Sirlen Costa of Brazil held her son, Samuel Costa, 5, while with her niece, Danyelle Sales during the press conference on termination of medical deferred action. Photo credit: Nic Antaya / Boston Globe

There’s more.

CommonWealth Magazine, which has been out front on a number of immigration-related stories, reported that representatives of USCIS and ICE sat down for the first time Wednesday morning to discuss the medical deferral policy. The magazine on Wednesday tweeted:

“ICE and USCIS officials allegedly had a meeting for the first time about this *this morning.* It’s going to be a collaborative effort moving forward, but ICE is 100 percent punting this back to USCIS.”

Meanwhile, lawyers who represent the targeted immigrant families are unsure how to proceed. One of these lawyers is Mahsa Khanbabai, who chairs the New England chapter of the American Immigration Lawyers Association. She has a client, a 14-year-old girl with a serious heart condition, whose family has received one of the USCIS letters. Her client is between heart surgeries – she is recovering from one surgery and is scheduled for another.

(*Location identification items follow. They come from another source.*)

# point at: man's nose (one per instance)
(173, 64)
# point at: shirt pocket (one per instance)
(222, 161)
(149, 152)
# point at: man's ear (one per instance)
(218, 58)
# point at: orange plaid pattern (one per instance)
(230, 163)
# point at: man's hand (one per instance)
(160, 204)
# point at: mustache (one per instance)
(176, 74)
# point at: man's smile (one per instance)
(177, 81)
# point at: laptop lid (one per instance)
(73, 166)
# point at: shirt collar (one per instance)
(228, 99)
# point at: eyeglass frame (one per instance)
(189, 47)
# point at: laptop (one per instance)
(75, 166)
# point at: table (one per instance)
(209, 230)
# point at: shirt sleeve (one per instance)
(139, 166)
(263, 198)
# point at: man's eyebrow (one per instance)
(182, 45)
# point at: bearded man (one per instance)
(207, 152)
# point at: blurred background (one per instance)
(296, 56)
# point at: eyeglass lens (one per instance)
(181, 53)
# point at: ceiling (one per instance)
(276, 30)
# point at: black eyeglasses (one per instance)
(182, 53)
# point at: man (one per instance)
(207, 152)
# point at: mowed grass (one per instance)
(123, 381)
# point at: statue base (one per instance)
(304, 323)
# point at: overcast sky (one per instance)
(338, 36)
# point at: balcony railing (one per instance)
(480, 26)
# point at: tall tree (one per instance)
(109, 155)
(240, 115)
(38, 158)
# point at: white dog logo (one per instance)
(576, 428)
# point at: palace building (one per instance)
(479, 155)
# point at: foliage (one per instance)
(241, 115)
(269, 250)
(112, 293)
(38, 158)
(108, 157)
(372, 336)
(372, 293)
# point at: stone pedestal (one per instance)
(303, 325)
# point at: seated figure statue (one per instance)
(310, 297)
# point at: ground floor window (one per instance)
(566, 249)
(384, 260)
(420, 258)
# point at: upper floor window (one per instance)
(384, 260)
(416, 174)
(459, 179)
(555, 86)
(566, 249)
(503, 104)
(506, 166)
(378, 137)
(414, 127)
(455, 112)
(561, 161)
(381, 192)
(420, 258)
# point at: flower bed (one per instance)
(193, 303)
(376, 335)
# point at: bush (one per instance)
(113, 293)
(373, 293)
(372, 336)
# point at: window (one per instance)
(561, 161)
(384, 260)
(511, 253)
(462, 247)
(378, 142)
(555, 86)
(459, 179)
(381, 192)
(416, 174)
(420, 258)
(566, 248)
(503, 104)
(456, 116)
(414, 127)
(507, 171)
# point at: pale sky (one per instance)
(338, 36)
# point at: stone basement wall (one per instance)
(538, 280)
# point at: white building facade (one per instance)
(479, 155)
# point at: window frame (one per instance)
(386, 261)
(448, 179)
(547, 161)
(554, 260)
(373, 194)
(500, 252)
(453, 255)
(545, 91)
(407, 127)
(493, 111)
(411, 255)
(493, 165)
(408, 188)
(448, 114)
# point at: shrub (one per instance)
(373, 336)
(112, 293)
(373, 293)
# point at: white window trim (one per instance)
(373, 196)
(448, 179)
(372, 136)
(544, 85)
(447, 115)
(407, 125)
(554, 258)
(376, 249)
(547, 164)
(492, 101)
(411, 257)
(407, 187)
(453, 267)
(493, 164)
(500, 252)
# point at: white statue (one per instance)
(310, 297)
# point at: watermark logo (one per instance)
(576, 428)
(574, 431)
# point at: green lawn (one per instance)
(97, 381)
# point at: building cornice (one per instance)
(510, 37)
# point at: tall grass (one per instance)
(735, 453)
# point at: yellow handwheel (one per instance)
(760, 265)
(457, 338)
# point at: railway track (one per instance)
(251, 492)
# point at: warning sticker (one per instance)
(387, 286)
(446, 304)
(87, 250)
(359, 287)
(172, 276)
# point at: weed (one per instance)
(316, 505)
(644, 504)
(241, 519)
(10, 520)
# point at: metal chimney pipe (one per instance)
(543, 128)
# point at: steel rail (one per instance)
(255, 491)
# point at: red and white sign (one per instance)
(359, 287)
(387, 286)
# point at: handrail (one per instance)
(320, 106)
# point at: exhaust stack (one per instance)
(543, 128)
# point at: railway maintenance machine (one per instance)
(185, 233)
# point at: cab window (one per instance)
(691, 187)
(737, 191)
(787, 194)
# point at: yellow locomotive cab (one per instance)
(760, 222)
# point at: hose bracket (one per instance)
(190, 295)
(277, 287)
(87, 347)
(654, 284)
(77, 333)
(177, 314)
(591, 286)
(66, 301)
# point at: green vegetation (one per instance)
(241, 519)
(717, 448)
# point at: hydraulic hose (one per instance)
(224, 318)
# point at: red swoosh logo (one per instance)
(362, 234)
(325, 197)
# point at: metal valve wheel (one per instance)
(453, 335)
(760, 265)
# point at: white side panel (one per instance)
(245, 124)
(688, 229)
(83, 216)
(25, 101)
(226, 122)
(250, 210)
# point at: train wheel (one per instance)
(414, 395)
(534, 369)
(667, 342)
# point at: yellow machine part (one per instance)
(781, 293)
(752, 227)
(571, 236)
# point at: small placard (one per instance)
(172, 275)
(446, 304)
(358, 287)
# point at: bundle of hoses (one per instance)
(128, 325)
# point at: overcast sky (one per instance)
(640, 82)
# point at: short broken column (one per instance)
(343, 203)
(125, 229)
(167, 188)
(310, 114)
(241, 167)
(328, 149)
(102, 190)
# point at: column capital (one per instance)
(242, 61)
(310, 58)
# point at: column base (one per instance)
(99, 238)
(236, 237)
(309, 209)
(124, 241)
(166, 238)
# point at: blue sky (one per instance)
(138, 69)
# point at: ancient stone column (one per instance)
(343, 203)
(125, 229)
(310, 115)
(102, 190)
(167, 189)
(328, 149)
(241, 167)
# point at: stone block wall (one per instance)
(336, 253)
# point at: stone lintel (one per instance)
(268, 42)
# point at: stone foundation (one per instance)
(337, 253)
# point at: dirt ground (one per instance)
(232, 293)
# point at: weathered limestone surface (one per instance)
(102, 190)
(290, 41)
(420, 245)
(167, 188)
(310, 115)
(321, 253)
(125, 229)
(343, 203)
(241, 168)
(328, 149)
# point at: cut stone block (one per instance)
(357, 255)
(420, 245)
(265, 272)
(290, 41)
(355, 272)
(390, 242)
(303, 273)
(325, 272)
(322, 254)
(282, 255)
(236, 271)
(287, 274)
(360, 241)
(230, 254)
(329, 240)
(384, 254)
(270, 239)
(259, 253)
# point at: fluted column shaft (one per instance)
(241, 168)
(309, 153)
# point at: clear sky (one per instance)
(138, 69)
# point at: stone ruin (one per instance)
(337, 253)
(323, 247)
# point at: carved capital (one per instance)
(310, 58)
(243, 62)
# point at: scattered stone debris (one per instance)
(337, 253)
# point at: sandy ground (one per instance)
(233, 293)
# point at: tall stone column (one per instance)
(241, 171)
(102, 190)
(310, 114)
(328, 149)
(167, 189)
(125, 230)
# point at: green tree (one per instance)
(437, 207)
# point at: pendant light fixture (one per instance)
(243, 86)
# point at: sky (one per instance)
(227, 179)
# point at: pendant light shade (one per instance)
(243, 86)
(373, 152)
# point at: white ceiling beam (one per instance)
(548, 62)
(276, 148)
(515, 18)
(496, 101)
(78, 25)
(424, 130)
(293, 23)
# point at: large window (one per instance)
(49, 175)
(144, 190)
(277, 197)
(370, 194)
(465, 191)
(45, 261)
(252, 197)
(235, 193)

“Our government should focus its limited resources on truly dangerous people, not the most vulnerable,” Khanbabai told Rachel Maddow. She adds that the possible end of medical deferrals, and the resulting chaos and confusion, is consistent with the Trump Administration’s determination to find new and innovative ways to be cruel to immigrants.

“I think they didn’t care to put a plan in place to help these desperate and vulnerable people,” she said.